Banana Circle Composting is when you deposit your food scraps into a circular or oblong shaped swale that is dug into the ground with the excavate being mounded up around the perimeter to create a horseshoe type shape and then a guild of nitrogen-loving, water-loving, quick-growing plant species like in our case - bananas, papaya, pineapple, plectranthus, and cranberry hibiscus are planted around the perimeter to subsequently harness any nutrient leachate from deposited food scraps and absorb it to create either more carbon-centric biomass to cover the high nitrogen food scrap inputs OR grow delicious food like papaya, banana, or pineapple. This method of composting is best implemented in the tropics and subtropics. 
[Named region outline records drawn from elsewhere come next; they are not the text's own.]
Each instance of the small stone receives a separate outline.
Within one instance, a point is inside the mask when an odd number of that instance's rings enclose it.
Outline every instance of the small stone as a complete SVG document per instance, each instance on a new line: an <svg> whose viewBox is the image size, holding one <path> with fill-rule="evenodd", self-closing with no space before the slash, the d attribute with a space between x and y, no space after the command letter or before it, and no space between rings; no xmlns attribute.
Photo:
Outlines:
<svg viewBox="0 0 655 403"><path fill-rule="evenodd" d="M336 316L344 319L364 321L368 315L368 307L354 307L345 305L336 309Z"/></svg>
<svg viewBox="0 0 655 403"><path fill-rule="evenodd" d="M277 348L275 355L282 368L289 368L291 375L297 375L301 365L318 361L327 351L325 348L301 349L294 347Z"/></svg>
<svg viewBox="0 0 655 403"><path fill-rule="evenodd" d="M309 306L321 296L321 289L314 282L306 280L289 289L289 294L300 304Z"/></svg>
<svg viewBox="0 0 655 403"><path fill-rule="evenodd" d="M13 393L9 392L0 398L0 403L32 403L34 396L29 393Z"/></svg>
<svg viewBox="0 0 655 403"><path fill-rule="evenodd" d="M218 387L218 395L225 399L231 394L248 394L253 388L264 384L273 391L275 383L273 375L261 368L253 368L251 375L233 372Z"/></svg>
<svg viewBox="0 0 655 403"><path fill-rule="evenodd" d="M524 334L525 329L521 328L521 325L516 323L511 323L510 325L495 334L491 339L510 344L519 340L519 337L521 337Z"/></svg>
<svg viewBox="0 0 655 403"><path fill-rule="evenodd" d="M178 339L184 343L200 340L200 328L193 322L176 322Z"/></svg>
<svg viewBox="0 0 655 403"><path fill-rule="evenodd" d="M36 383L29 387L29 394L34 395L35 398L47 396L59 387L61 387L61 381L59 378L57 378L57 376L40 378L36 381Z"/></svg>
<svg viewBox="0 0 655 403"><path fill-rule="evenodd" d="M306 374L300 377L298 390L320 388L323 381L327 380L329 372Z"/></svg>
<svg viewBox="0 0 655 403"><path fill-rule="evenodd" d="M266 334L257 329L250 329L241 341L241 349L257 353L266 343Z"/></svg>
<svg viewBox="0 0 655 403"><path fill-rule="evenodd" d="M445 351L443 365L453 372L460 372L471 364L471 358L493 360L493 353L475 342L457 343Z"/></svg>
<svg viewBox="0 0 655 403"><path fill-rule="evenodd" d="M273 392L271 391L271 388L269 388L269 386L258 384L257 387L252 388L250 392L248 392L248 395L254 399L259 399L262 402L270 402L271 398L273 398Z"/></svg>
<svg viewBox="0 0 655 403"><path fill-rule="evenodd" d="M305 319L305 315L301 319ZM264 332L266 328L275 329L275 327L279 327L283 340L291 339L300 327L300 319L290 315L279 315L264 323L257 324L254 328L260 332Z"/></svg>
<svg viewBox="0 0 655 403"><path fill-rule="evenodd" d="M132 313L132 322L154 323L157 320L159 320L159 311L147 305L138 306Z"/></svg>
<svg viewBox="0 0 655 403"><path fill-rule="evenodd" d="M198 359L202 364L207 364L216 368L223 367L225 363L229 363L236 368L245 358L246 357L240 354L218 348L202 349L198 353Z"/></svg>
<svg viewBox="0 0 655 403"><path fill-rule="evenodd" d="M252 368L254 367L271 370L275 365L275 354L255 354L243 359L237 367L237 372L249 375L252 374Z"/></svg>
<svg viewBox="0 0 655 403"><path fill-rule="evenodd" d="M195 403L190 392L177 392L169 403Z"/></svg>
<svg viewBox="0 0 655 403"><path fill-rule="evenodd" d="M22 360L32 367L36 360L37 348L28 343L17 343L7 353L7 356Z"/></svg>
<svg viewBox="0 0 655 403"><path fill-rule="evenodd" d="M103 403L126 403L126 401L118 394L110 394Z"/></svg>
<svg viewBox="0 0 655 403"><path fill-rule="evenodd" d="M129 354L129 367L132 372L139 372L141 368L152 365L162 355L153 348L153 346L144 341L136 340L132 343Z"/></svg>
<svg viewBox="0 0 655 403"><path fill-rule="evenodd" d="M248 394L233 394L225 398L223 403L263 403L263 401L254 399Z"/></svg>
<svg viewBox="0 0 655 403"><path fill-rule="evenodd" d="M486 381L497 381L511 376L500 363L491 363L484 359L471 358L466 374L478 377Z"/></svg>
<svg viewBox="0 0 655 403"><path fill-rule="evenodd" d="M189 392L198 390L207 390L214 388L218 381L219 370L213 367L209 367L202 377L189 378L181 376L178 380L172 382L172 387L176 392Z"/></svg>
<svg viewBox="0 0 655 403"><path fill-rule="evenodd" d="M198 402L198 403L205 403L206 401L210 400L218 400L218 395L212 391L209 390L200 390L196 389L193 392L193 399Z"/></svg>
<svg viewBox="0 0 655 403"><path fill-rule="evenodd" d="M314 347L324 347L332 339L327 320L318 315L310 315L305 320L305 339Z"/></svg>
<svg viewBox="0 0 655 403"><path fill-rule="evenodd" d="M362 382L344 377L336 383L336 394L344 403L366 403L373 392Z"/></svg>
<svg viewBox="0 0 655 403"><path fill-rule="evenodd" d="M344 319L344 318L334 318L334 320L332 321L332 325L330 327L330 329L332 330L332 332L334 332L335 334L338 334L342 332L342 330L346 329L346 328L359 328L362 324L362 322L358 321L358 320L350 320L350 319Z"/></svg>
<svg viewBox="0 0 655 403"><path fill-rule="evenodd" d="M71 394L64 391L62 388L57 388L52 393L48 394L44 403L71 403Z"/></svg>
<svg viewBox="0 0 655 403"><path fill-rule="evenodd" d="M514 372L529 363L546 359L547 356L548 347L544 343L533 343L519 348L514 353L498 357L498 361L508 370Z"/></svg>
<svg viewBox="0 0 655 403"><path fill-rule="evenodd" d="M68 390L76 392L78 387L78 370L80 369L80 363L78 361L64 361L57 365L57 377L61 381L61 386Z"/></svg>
The reasons Banana Circle Composting works for us: 

  1. It is used as a back-up to our worm bin or for when we have a high volume of food scrap input from our Harvest to Table culinary courses or any gatherings and potlucks the school may be hosting. 

  2. It is centrally located in our edible food garden space so it is easily accessible.

  3. It does not need to be flipped though I do have students flip every once in a while just to see how things are breaking down.

  4. There is a constant source of carbon material growing around it which students can harvest with pruners and drop right into the pile.

  5. It is not an enclosed system therefore will never become anaerobic and can be left untouched for long periods of time.


At the very least vermicomposting is something accessible to every household and every school or classroom and it can be implemented on a small or even larger scale with an old bathtub or multiple worm towers or bins. Our single 4 tiered tower gets food scraps from about 20- 30 people Monday through Friday and fills up at a rate of about every 4 to 5 months. We sieve out the worms, leave some of the substrate and put them back into the tower to create the next batch of worm casting goodness. To me it's a no-brainer if you are trying to integrate sustainability into your school or classroom environment.